I'm curious as to how the Poljot 31681 compares to the Omega 1861 (used in the Speedmaster Professional, ie: "the moon watch). I've been a watch guy for a while, and picked up an Aviator II chrono a few months back (love it, by the way). I've recently become aware of the Speedmaster Professional, which seems a sweet watch by any standard. However, I'm wondering if its worth [well] over twice what I paid for the Aviator (ie: how does it stack up with regards to quality, accuracy, durability, etc).

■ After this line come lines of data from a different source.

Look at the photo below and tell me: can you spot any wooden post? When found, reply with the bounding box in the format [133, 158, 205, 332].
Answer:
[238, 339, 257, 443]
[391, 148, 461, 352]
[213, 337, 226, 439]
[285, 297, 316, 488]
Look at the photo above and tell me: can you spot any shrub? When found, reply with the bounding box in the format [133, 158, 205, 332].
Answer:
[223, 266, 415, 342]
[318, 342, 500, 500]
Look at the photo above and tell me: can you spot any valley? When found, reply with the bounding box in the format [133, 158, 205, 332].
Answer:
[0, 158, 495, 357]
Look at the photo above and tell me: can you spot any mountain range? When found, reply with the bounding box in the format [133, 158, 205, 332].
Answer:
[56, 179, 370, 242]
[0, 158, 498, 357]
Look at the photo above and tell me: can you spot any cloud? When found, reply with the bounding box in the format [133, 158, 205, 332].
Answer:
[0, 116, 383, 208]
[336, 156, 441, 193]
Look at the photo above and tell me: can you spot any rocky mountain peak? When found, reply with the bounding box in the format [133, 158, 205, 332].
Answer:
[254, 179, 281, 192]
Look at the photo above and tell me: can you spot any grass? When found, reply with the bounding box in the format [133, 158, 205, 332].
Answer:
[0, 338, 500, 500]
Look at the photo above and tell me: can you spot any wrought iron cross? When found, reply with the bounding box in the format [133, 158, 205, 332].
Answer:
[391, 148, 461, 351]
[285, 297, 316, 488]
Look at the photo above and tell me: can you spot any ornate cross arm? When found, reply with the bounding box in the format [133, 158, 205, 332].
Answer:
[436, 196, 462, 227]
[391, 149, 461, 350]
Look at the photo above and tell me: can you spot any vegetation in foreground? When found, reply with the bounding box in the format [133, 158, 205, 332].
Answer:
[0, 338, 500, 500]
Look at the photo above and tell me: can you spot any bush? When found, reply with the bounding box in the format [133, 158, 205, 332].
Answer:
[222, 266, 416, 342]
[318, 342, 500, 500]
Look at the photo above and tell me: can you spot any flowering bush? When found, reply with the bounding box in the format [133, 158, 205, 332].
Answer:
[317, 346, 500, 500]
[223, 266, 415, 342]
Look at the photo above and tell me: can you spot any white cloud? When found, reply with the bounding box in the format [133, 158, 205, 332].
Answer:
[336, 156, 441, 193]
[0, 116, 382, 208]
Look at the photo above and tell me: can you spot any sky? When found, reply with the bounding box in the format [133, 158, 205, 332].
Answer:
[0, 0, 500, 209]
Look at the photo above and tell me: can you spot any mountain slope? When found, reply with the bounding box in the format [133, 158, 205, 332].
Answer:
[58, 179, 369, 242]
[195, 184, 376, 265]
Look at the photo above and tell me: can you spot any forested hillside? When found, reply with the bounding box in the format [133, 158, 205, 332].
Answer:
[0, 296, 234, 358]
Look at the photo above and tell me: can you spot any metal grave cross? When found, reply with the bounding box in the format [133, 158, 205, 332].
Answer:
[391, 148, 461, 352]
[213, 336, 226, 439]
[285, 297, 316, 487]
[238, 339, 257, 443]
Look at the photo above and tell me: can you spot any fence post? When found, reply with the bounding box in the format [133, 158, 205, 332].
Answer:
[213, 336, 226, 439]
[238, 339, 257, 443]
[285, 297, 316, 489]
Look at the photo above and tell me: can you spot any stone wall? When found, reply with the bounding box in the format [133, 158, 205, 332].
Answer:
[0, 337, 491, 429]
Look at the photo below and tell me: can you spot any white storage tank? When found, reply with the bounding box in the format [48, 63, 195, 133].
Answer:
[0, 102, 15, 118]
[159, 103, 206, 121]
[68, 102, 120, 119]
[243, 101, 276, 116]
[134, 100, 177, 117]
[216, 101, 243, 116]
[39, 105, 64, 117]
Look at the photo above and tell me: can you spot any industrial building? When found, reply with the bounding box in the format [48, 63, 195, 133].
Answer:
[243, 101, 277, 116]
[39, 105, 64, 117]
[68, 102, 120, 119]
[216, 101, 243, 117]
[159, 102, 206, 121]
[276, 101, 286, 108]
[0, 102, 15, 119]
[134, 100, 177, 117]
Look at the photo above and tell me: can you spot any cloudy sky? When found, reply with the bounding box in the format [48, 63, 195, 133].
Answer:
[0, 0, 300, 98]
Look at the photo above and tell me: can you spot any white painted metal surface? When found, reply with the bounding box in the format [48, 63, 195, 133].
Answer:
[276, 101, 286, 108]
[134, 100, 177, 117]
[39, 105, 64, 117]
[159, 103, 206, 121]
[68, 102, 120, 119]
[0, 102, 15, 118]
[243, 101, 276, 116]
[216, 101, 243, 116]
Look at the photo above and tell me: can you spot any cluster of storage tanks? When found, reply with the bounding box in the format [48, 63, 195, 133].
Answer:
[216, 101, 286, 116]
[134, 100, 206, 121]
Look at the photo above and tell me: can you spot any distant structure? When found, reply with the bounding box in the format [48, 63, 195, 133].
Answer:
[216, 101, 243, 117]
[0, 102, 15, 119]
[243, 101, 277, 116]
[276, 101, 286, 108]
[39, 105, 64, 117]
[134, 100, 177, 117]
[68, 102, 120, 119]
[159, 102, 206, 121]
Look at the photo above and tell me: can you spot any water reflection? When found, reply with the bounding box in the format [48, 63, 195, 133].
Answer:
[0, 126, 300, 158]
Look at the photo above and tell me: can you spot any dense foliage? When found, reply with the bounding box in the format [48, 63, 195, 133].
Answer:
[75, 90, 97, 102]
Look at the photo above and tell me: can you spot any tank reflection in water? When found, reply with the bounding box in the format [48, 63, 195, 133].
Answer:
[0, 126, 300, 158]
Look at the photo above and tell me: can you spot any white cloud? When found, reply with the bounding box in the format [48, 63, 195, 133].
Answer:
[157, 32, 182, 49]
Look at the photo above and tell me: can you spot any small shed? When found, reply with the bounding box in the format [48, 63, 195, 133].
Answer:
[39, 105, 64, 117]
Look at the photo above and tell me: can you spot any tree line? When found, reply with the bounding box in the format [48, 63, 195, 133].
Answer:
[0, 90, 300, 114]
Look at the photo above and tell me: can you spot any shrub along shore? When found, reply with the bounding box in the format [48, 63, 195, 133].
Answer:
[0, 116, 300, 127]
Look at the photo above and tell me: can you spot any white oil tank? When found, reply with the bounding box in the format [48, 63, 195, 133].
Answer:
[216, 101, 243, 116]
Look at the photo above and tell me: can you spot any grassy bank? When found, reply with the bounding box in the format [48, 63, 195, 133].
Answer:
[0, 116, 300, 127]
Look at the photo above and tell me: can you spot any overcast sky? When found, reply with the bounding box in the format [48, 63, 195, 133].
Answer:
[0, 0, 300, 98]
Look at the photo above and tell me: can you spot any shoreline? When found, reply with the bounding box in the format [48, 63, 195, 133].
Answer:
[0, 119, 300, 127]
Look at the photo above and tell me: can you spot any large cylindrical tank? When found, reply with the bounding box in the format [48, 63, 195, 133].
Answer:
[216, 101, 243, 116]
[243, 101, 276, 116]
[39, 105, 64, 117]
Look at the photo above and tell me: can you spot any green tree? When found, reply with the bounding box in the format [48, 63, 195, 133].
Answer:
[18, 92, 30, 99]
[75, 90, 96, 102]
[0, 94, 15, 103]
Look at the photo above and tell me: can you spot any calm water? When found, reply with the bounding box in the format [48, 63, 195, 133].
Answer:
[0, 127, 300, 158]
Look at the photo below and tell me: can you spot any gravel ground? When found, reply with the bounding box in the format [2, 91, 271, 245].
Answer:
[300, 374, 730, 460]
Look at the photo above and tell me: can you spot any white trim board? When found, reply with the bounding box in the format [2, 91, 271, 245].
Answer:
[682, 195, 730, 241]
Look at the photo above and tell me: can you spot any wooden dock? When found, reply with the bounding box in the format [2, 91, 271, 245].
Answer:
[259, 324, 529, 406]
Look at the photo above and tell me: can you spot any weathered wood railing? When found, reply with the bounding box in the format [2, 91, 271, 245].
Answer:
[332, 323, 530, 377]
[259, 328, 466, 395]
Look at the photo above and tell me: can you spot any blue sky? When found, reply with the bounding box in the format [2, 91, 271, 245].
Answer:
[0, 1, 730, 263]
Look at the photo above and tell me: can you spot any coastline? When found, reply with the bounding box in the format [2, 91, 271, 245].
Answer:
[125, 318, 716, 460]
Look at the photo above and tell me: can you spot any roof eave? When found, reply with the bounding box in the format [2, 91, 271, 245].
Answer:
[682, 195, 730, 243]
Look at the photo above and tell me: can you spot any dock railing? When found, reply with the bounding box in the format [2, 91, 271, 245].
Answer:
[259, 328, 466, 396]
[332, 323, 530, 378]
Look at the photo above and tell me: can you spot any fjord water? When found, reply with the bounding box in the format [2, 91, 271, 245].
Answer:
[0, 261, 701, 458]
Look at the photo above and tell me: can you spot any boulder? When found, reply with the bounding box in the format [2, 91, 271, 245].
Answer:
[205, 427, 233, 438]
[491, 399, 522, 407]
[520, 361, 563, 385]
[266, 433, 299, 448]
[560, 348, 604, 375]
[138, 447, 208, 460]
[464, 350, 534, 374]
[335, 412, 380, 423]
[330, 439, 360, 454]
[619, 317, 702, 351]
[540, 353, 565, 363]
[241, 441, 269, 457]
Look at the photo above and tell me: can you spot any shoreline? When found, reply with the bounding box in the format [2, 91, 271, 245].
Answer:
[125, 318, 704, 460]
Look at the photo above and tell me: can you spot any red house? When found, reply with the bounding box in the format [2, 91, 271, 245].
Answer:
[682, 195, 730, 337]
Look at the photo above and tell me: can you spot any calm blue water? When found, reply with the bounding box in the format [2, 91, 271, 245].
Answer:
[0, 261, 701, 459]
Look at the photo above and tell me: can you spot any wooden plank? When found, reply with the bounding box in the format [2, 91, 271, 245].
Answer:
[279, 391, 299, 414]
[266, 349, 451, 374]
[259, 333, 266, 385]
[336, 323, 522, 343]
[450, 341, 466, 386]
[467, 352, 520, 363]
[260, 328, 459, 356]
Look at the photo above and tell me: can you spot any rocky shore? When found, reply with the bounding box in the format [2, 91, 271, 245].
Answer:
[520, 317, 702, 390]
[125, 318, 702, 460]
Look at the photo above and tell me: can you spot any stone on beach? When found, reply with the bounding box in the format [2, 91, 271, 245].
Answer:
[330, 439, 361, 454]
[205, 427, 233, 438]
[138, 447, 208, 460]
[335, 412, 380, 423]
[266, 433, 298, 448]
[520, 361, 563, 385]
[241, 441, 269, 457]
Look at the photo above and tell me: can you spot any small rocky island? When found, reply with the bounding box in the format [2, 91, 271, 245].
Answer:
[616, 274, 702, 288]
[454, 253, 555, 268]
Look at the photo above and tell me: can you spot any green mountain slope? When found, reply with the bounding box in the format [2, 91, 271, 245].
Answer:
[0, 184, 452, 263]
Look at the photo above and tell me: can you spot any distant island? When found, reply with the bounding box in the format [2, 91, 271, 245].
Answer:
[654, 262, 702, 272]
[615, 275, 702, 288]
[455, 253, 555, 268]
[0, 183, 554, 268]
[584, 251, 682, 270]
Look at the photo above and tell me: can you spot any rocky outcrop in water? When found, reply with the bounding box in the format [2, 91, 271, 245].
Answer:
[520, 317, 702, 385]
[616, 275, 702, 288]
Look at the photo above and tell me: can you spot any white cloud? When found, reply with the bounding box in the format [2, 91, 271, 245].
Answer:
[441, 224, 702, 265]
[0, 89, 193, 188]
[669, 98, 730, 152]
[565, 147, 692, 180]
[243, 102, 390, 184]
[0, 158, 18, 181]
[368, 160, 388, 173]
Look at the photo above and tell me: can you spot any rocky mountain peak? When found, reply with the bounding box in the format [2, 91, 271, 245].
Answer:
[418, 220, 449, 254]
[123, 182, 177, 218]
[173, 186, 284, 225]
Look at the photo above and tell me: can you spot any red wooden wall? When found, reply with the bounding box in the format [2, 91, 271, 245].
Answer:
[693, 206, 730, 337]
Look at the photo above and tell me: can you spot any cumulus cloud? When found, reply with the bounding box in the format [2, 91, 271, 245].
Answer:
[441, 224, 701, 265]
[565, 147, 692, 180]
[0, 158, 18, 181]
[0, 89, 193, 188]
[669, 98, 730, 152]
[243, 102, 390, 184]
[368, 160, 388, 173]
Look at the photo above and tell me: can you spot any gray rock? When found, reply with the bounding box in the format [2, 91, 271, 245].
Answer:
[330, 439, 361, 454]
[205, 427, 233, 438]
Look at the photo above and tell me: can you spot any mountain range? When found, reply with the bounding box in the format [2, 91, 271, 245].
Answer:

As an aside, the 31681 has a similar prefix to the 1861. Given that Poljot used Swiss design and technology to develop the 3133, and thus the 31681, I'm wondering if there is any direct connection here.

Thanks for your time,

JB


----------



## Junior (Mar 17, 2006)

HowardHughes said:


> I'm curious as to how the Poljot 31681 compares to the Omega 1861 (used in the Speedmaster Professional, ie: "the moon watch). I've been a watch guy for a while, and picked up an Aviator II chrono a few months back (love it, by the way). I've recently become aware of the Speedmaster Professional, which seems a sweet watch by any standard. However, I'm wondering if its worth [well] over twice what I paid for the Aviator (ie: how does it stack up with regards to quality, accuracy, durability, etc).
> 
> As an aside, the 31681 has a similar prefix to the 1861. Given that Poljot used Swiss design and technology to develop the 3133, and thus the 31681, I'm wondering if there is any direct connection here.
> 
> ...


I have owned Omegas and Poljots for several years, and although I have never had an Aviator 2, and am sure it is a smart watch, I would hesitate to compare it to a Speedy!! They are two very different watches, and as much as I like Russians, I would have to say that in my opinion there is no question that the Omega is the better watch, and worth its money.

As far as I was aware, I thought the Omega 1861 was a development of the old Lemania 1873 (manual wind, 18 jewel, 21,600bph), although I stand to be corrected. The 1st Moscow Watch Factory (Poljot, effectively) bought the tooling for the Valjoux 7734 and improved on the movement to produce the well respected Poljot 3133, from which I believe the Poljot 31681 was eventually derived (manual wind, 25 jewel, 21,600bph). So, the movements are two different things, with no direct connection - in fact, Valjoux and Lemania were competing manufacturers of chrono movements for many years.

Whatever, enjoy your Aviator 2 - my own Aviator 1 is a great little watch.


----------